High-frequency acoustic scattering from thermally generated turbulence

Abstract

The results of a laboratory experiment are presented for the case of high-frequency broadband multistatic acoustic scatter from a thermally generated buoyant plume. The dominant scattering mechanism is changes in the relative compressibility, which is related to the temperature difference from ambient. Far-field weak scattering theory is used to describe the scattering process. This results in a simple relationship between the complex acoustic scatter and the one-component, three-dimensional Fourier transform of the temperature field measured at the scattering producing Fourier component K, defined as the Bragg wave number. This wave number is the magnitude of the difference wave vector between the scattered and incident wave vectors. Theory predicts for measurements made in the same scattering direction that spectral estimates for overlapping Bragg wave numbers be identical.

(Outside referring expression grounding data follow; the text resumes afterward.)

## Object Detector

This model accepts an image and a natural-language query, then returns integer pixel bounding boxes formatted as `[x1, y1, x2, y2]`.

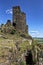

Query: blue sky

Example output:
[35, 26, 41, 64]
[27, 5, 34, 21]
[0, 0, 43, 37]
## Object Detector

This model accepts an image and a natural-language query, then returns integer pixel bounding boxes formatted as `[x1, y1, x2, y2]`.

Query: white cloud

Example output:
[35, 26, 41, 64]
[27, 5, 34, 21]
[30, 31, 39, 33]
[30, 30, 40, 37]
[6, 9, 12, 14]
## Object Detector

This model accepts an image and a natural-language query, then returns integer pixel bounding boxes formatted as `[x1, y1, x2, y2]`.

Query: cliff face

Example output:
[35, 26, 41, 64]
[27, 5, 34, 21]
[0, 34, 33, 65]
[12, 6, 28, 34]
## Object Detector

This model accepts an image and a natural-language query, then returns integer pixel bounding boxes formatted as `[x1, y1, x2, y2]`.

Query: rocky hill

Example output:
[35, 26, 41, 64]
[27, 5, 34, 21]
[0, 31, 33, 65]
[0, 6, 43, 65]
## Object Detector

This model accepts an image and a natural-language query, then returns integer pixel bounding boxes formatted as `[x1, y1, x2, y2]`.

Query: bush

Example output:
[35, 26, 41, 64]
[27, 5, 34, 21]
[19, 60, 26, 65]
[1, 30, 3, 32]
[10, 30, 16, 34]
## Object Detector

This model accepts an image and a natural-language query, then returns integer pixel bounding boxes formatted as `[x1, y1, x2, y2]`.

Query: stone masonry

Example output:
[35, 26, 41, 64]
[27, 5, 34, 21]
[12, 6, 28, 34]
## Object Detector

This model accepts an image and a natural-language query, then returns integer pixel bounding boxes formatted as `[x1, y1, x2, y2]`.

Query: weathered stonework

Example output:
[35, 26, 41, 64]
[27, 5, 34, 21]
[12, 6, 28, 34]
[6, 20, 11, 26]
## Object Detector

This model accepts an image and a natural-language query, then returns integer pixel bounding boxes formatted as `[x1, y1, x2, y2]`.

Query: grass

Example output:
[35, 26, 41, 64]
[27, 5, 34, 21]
[0, 32, 43, 64]
[19, 40, 32, 54]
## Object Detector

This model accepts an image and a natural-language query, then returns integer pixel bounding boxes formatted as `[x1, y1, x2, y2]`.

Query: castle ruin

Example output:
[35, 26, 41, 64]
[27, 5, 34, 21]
[12, 6, 28, 34]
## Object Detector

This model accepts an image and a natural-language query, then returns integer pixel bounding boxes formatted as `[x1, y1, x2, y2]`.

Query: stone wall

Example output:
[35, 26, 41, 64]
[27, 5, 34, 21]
[6, 20, 11, 26]
[12, 6, 28, 34]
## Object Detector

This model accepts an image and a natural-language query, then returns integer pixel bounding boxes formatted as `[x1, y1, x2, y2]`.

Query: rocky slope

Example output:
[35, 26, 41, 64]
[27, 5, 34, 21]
[0, 33, 33, 65]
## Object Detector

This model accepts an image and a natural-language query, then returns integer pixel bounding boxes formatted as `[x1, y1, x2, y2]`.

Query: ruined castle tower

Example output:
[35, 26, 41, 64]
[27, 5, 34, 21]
[12, 6, 28, 34]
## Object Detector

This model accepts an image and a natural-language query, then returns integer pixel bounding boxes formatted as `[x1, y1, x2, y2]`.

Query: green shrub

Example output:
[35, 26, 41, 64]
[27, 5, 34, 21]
[10, 30, 16, 34]
[1, 30, 3, 32]
[20, 60, 26, 65]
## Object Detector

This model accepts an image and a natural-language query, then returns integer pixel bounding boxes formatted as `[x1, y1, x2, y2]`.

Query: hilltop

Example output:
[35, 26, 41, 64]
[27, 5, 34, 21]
[0, 6, 33, 65]
[0, 6, 43, 65]
[0, 29, 33, 65]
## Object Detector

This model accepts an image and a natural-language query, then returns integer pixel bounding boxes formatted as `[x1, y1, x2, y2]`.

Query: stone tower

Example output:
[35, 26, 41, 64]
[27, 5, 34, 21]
[12, 6, 28, 34]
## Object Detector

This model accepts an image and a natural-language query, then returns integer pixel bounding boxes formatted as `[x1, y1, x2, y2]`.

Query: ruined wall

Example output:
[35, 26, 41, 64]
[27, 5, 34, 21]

Utilizing data collected from simultaneous multiple bistatic configurations with parallel Bragg wave vectors yields a more fully resolved spectral estimate of the scattering producing temperature field. A time series of the spectral estimate of the turbulent temperature field is shown for a three-channel bistatic common Bragg direction measurement. The results indicate agreement between the spectral estimates in the regions of overlapping Bragg wave numbers, validating the theoretical description. The time series also shows strong, yet highly variable nulls in the wave-number spectrum of the turbulence. [Work supported by ONR.]